I don't recall being told that when I was younger but I'm sure I got some version of that. There's a bit of a chicken and an egg going on here. You're not going to get the real benefits until the program matures. Everyone, including your boss, is impatient. Here's why they should be patient.
According to the Demand Gen Report, experienced practitioners have:
Better alignment between sales and Marketing (70% vs 44%)
Faster sales cycles (31% vs 24%)
Stronger, more trustworthy relationships with accounts (48% vs 39%)
Now proving ROI remains the biggest ABM challenge for survey respondents. But that's not unique to ABM. Attribution is tricking in any B2B program due to organizational and data complexity. But don't those three things above sound like solid business benefits?

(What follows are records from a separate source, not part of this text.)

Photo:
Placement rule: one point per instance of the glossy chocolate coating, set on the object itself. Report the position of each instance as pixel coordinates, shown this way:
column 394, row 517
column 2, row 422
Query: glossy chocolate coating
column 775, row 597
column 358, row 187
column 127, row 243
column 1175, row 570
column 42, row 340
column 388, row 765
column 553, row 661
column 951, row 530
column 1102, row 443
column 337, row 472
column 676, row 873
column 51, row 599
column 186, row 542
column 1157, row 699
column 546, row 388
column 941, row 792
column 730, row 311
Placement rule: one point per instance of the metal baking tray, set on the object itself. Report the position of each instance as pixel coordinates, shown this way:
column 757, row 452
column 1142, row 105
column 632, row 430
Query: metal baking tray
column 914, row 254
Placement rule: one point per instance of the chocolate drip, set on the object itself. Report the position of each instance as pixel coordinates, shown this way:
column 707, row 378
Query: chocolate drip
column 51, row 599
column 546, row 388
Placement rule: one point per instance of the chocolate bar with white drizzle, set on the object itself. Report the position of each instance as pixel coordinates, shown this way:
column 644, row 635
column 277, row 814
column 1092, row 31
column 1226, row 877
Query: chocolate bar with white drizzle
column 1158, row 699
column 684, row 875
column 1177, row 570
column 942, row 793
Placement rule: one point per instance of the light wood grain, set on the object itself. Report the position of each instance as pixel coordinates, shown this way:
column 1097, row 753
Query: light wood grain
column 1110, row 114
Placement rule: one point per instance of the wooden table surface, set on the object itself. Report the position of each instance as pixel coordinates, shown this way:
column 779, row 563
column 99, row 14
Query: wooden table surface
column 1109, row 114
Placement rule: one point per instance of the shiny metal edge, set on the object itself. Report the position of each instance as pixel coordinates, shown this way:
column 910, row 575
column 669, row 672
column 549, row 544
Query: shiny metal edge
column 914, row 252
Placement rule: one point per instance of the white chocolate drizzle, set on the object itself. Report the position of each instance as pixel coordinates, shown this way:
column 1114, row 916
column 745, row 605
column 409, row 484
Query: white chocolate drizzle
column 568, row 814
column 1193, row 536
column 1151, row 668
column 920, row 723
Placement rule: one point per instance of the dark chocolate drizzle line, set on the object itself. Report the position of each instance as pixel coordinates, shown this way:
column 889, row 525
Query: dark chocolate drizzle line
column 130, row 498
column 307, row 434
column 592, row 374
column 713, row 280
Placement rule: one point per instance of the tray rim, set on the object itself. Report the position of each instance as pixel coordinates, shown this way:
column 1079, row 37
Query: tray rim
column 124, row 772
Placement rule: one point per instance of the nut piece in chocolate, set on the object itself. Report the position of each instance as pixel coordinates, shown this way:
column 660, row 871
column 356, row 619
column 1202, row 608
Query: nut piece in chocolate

Process. Alignment. Commitment.
The person who owns the budget dictates the priorities.—Anyone who has ever worked in company knows this
If you really want to make a difference with your ABM work it really comes down to three critical elements.
Process: We've already discussed this. Is there one? If not, make one.
Alignment: This is more than process. What we're talking about here is an organizational shift to support the process. Are people assigned to the critical roles? Do they know what they're supposed to be doing? Do they do it?
Commitment: Herein lies the ground truth. I refer to these as the Three Ms of ABM commitment. They are also the Three Ms of any successful business initiative. Unless you have these nailed, you're doing ABM Dinner Theater.
Measurements: Do you understand the outcomes you want? Do you now how to measure it? Are your processes and systems instrumented to provide the data?
Management System: One of the things that kills any program, and ABM is highly susceptible to this, is that the boss says to do one thing "support ABM" but then runs a weekly cadence that only supports his functional organization. The management system has to be aligned with the desired outcomes.
Money: The most important of any of this. If you have the budget you can dictate the priorities. If someone else owns the budget they set the priorities. Is that budget aligned to support the ABM work?
I'm still not convinced that much of the gee whiz tech deployed on ABM really matters. In fact, I encourage you to forget the tech. You have enough tech. You heard from the ABM leaders that ABM tech is not the key to success.
Focus on what is important. Focus on process. Focus on people. Focus on a commitment to deliver business results.
“3 Ms of ABM” and “ABM Dinner Theater” are trademarks of Zakur Consulting LLC. Any unauthorized use of these trademarks will result in a severe scolding and lifelong internet shame (if such a thing exists).